In practical boson sampling configurations, there will be photons sharing an optical mode, which mathematically refers to computing the permanent of a matrix with independent repeated rows and repeated columns. This allows for a generalization of BB/FG using binomial coefficients to simplify multiplicities across rows or columns:

\begin{equation}

\text{rp}(\boldsymbol{A}, \boldsymbol{M}, \boldsymbol{N})=\frac{1}{2^{n-1}} \sum\limits_{\boldsymbol{\Delta}} \bigg(\prod\limits_{k=1}^{m} (-1)^{\Delta_k} {M_k \choose \Delta_k}\bigg) \prod\limits_{j=1}^{m} \bigg(\sum\limits_{k=1}^{m}

\left(M_k-2\Delta_k\right)a_{k, j}\bigg)^{N_j}

\end{equation}

where $A$ is a square matrix describing the interferometer with $m$ modes, $\boldsymbol{M}$ and $\boldsymbol{N}$ are the row and column multiplicities respectively such that the photon count $n=\sum\limits_{r\in R}=\sum\limits_{c\in C}$ and $\Delta$ is an n-ary Gray code, required for efficient computation. Computing binomial coefficients efficiently presents design challenges on the FPGA. By constructing a large enough loop, this can be resolved but it requires special logic around the n-ary Gray code. Certain techniques like Guan codes are insufficient as they lack the reflection property being computable with simple logic so we based our method on a dynamic programming technique. We extended this approach to stagger the Gray code at precise even intervals based on the loop length, incurring a constant initialization summation cost, and then a streamlined operation. To avoid division, we implemented division via multiplication by "magic numbers". To account for the BB/FG "anchor" row and allow the $4$ parallel operations to proceed with a simultaneous "smooth" same row update, we reduce the smallest multiplicity up to three times to maintain optimal complexity.

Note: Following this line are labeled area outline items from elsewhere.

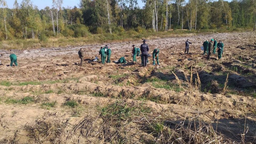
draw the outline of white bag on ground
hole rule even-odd
[[[96,56],[96,57],[95,58],[95,59],[94,59],[94,60],[93,60],[93,61],[97,61],[99,60],[99,58],[98,58],[97,56]]]

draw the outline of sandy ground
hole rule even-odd
[[[218,41],[222,40],[224,44],[223,57],[217,60],[215,55],[212,55],[211,59],[207,61],[207,56],[202,55],[200,47],[206,39],[214,38]],[[185,42],[188,39],[193,45],[190,47],[189,54],[184,54]],[[256,33],[251,32],[149,40],[150,53],[155,48],[160,50],[160,65],[150,65],[145,68],[139,64],[140,57],[137,57],[138,64],[132,62],[131,46],[135,44],[138,47],[142,43],[141,41],[25,51],[0,50],[0,53],[3,54],[0,58],[2,83],[2,81],[16,84],[28,81],[41,82],[35,85],[0,86],[0,143],[35,143],[40,141],[45,143],[115,143],[109,141],[103,134],[88,138],[82,133],[75,130],[70,133],[69,130],[75,129],[77,127],[75,126],[81,124],[86,118],[97,117],[99,114],[97,108],[99,105],[107,105],[117,100],[139,103],[141,100],[138,98],[142,96],[153,95],[161,97],[160,101],[155,102],[148,100],[146,105],[156,112],[161,112],[167,116],[163,119],[176,117],[173,120],[177,120],[178,118],[185,118],[184,113],[189,113],[188,112],[191,110],[199,113],[197,112],[200,111],[199,113],[203,113],[203,119],[205,121],[210,121],[215,125],[216,121],[218,122],[218,130],[234,141],[241,141],[241,134],[244,132],[245,125],[249,130],[245,135],[247,138],[245,142],[254,143],[256,142],[256,94],[253,92],[256,89],[255,42]],[[120,65],[112,62],[102,64],[99,62],[92,61],[96,56],[100,57],[98,55],[99,48],[106,44],[111,50],[111,61],[127,55],[128,63]],[[80,62],[78,52],[81,48],[84,48],[85,56],[84,64],[82,66],[77,64]],[[18,67],[9,66],[9,56],[11,53],[17,55]],[[151,63],[152,58],[149,60]],[[196,70],[201,80],[201,92],[191,92],[192,89],[188,87],[177,92],[156,88],[151,83],[143,81],[156,77],[177,84],[172,71],[181,82],[185,83],[185,75],[189,80],[190,79],[191,67],[193,89],[196,85]],[[229,92],[223,95],[223,85],[228,72]],[[123,76],[116,80],[113,78],[113,76],[118,75]],[[49,93],[44,92],[50,90],[52,91],[48,93]],[[79,93],[82,91],[83,93]],[[95,96],[92,94],[95,92],[105,95],[103,97]],[[133,97],[130,96],[131,95]],[[26,105],[6,102],[8,98],[20,99],[26,96],[33,97],[36,100]],[[84,109],[80,116],[69,119],[74,116],[73,110],[63,106],[63,104],[68,100],[73,99],[79,100]],[[55,101],[57,106],[50,109],[41,106],[44,102]],[[163,112],[167,110],[169,113]],[[64,134],[59,135],[65,140],[60,138],[59,141],[49,140],[47,137],[41,138],[39,140],[26,128],[28,126],[38,125],[38,122],[51,120],[62,122],[66,118],[69,121],[64,123],[67,125],[66,127],[69,130],[65,130]],[[95,121],[101,125],[100,122]],[[141,132],[139,134],[137,132],[133,132],[139,136],[133,137],[127,143],[147,143],[142,142],[142,135],[147,136],[146,139],[154,138],[149,133]]]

All our implementations were designed to automatically reset on completion, providing for batching capability, an important optimization for FPGA designs and fitting perfectly into the context of boson sampling, where many permanents are computed and the batch size equals the matrix size. As we used fixed point arithmetic, we conducted accuracy testing against a CPU infinite precision calculator. We benchmarked against similar maximally efficient implementations on CPU. These are a part of the piquassoboost extension to the piquasso library. We measured two important metrics against the CPU: the matrix size cross-over threshold due to FPGA initialization time delay and performance speed-up. For non-repeated permanents, we achieve an 8.86x speed-up over CPU with a cross-over threshold at 16x16 matrices, which batching reduces it to 9x9 matrices. For repeated row/column permanents, it is dependent upon the number of photons. For 20 photons, the speed up is 5.9x and cross-over 25x25, while with batching the speed-up is 15x and the cross-over is 15x15. Our effective equivalent if long double floating point operations were used is $\frac{(C_A+C_M)*280*10^6}{10^9}$ where $C_A=2A=2*(40+4)$ and $C_M=4M+2A=6*4*39$ represent complex addition and multiplication respectively, yielding $285.5$ GFLOPS.